Ансельм. Он и сочинил и сыграл эту комедию.
Томас. Охотно верю: он может сыграть любую комедию, даже без маски.
Ансельм. Твоя правда. И, наверно, знаешь его поместье неподалеку от Лондона [277]?
Томас. Еще бы! Не однажды пили там и угощались.
Ансельм. Стало быть, ты помнишь и дорогу, обсаженную по обеим сторонам деревьями, на равном друг от друга расстоянии?
Томас. Слева от дома, примерно в двух выстрелах из арбалета.
Ансельм. Точно. Вдоль дороги тянется сухая канава, густо заросшая шиповником и ежевикой, через нее переброшен мостик, а за мостиком — открытое поле.
Томас. Помню.
Ансельм, Между тамошними крестьянами уже довольно давно ходила молва, будто подле этого мостика видели привидение и слышали жалостные стоны и вопли; толковали, что это не иначе, как грешная душа, терзаемая жестокими муками.
Томас. Кто ж распускал эти слухи?
Ансельм. Кто, как не Пол! Он загодя готовил пролог для своей комедии.
Томас. Что ему в голову взбрело — зачем он это придумал?
Ансельм. Не знаю, такой уж нрав у этого человека: любит с помощью подобных проделок потешаться над людской глупостью. Расскажу тебе, что он устроил недавно. Мы вместе ехали в Ричмонд; было нас несколько попутчиков, и среди них люди вполне рассудительные. Погода стояла на диво ясная, на небе — ни облачка. Вдруг Пол задирает голову кверху, размашисто крестится и говорит самому себе, словно бы в изумлении и замешательстве: «Боже бессмертный! Что я вижу!» Те, кто скакал рядом, спрашивают, что такое он увидал, а он снова осеняет себя крестным знамением и снова: «Боже милосердный, отврати от нас злое знамение!» Спутники настаивают, сгорая от любопытства, и тогда он, вперив в небо очи и указывая пальцем, восклицает: «Неужели вы не видите громадного дракона с огненными рогами, хвост завился кольцом?!» Все отвечали, что не видят, он велел глядеть пристальнее и еще раз указал место на небе, и наконец, кто-то один, не желая прослыть слепцом, подтвердил: да, дескать, вижу и я. Его примеру последовал другой, третий — каждому было стыдно не видеть того, что так и бросается в глаза. Не прошло и трех дней, как всю Англию облетел слух о чуде. А сколько еще прибавила к этой басне народная молва! Не встретилось недостатка и в толкователях, которые важно рассуждали, что бы могло означать такое знамение. А сочинитель комедии получал немалое наслаждение от всеобщей глупости.

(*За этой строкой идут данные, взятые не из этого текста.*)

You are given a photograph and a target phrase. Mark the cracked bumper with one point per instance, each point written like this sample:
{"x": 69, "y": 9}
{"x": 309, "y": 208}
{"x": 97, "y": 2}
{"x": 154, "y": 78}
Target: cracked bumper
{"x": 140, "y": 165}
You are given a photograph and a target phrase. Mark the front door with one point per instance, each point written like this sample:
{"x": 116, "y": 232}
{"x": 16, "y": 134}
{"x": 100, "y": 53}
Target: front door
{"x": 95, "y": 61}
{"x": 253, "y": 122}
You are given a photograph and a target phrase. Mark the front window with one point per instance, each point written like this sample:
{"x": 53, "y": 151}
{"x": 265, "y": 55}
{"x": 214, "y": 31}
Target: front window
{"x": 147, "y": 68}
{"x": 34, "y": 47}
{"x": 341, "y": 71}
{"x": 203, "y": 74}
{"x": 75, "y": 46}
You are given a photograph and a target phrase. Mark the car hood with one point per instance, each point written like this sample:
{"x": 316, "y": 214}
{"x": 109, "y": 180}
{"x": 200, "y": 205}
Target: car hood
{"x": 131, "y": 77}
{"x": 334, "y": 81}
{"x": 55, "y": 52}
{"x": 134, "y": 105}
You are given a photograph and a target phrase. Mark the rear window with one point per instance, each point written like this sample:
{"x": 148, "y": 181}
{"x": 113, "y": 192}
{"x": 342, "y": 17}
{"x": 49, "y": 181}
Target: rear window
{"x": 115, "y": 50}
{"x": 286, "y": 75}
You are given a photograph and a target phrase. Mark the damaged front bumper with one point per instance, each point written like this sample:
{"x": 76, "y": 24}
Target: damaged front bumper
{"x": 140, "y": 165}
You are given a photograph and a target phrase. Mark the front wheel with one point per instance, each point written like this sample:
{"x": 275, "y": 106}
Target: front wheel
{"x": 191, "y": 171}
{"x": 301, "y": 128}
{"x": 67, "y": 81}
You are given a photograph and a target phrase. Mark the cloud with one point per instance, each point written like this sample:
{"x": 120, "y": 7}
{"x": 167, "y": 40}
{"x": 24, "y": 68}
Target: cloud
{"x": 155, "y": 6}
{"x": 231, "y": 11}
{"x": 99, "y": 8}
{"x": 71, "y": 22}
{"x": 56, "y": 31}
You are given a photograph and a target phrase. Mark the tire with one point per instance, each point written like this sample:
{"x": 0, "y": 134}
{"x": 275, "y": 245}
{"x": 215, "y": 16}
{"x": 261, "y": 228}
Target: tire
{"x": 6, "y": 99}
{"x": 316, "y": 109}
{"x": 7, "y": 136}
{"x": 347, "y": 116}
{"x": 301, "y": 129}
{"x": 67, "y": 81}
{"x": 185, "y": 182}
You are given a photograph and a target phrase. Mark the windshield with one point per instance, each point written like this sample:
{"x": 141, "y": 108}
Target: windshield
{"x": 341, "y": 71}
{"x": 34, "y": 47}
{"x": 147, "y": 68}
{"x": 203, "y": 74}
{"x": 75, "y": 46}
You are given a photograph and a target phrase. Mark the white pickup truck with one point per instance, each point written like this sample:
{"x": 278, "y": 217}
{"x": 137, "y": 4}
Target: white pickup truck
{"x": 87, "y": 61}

Томас. Узнаю его нрав. Но вернись к привидению.
Ансельм. Случилось очень кстати, что к Полу завернул некий Фавн [278], священник, и из числа тех, которым мало прозываться латинским словом «уставные» [279], но непременно надо прибавить то же прозвание по-гречески. У него был приход где-то по соседству, и он считал себя изрядным знатоком во всяческих делах, особенно же в священных.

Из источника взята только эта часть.